As obvious as its title and as sexy as an all-gals bull-riding contest, “The Wrong Paris” is a Netflix romance novel of a movie whose creators don’t dishonor The Hallmark Channel Oath.
Keep it cute, keep it clean and make it watchable.
It’s a bon bon, a Hallmawkish wish fulfillment fantasy that riffs on the “reality” of reality TV. And it makes a fine star vehicle for “School of Rock” alumna Miranda Cosgrove, years removed from her child star days (“iCarly”) but still a pixie, still making media about making media.
She stars here as a plucky Texas metal sculptress who is accepted at a Paris art school, but who has to go on “Bachelor” style reality TV dating show (“The Honey Pot?”) to “earn” the cash for tuition, living expenses, berets and baguettes and what not.
Dawn’s younger sisters (Emilijia Baranac and Ava Bianchi) tip her off about the Dallas auditions. The show is promising to take contestants to Paris this season! You don’t have to win, place or “show.” All you have to do is get picked for the cast of 20 young women, collect that consolation check and you’ll already be in France!
At the video interview/audition, it’s obvious that show runner Rachel (Yvonne Orji of “Insecure”) is rooting for the plucky waitress with dreams of an art “career.” That gets in her over the bored objections of ratings-panicked producer Carl (Torrance Coombs).
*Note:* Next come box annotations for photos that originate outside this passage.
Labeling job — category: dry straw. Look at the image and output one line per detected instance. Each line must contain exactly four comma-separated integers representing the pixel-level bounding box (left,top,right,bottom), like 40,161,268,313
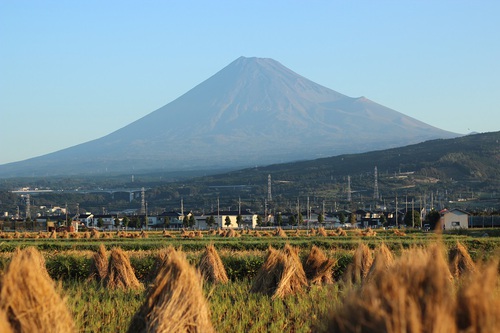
198,244,229,283
343,243,373,284
326,246,456,333
250,244,307,299
274,227,288,238
89,243,109,281
365,243,394,281
0,309,13,333
304,245,335,284
448,242,476,277
0,248,75,333
456,259,500,333
128,249,214,333
318,227,328,237
105,248,142,290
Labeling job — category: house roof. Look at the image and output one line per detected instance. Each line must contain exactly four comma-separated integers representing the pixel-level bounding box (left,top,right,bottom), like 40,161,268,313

Next thing Dawn knows, she’s on a plane with a brand-ambassador/influencer, an Orlando princess looking for her prince, a baby-mama in waiting, scientist, Tomgirl and assorted other “types,” sipping champagne and cooing “Ooo la la” on a chartered jet for Paris.
Kids these days. They don’t know their classic cinema. The German filmmaker Wim Wenders made a famous America film about “Paris, Texas.” Hell, Dawn grew up just down the road from it. She didn’t smell this switcheroo thanks to the Dallas auditions?
Dawn’s Montmartre dream becomes her nightmare of getting “stuck where I grew up.”
She’s furious, and who wouldn’t be? A LOT of Texas is like Paris, Texas — flat, dry and dull, aside from the local “characters.” I mean, the Wenders film was made ironically, after all.
Dawn meeting the rich ranch heir Trey McAllen III (Pierson Fode of “Swiped”) they’re “competing” for and seeing it’s the same handsome hunk that hit on her at the honky tonk the other night doesn’t lessen her fury. But she’s got a contract. She can’t get paid until she’s not selected for a “silver spur” as Trey thins the cast.
There’s nothing for it but to do the axe throwing, the haystack maze, the bull-riding and what not, trying to get the oft-shirtless Trey’s attention.


Orji, a fiesty Madison Pettis as the mean-girl “brand ambassador” with a huge social media following and a couple of other contestants make impressions.
There are chuckles but no hearty laughs in the assorted girlfight shenanigans and forced cornpone in Nicole Henrich’s low-hanging-fruit rom-com script.
“I like to two-step with a woman before I waltz with her.”
And Cosgrove and Fode kind of click in that pre-ordained rom-com way. She’s good at plucky and he’s been hitting the gym…a lot.
It’s all harmless enough even if it’s about as Paris, Texas as it is Paris, France. Yeah, they filmed it in Vancouver.
Rating: TV-14
Cast: Miranda Cosgrove, Pierson Fode, Yvonne Orji, Madison Pettis, Christin Park, Madeleine Arthur, Naika Toussaint, Veronica Long and Frances Fisher.
Credits: Directed by Janeen Damian, scripted by Nicole Henrich. A Netflix release.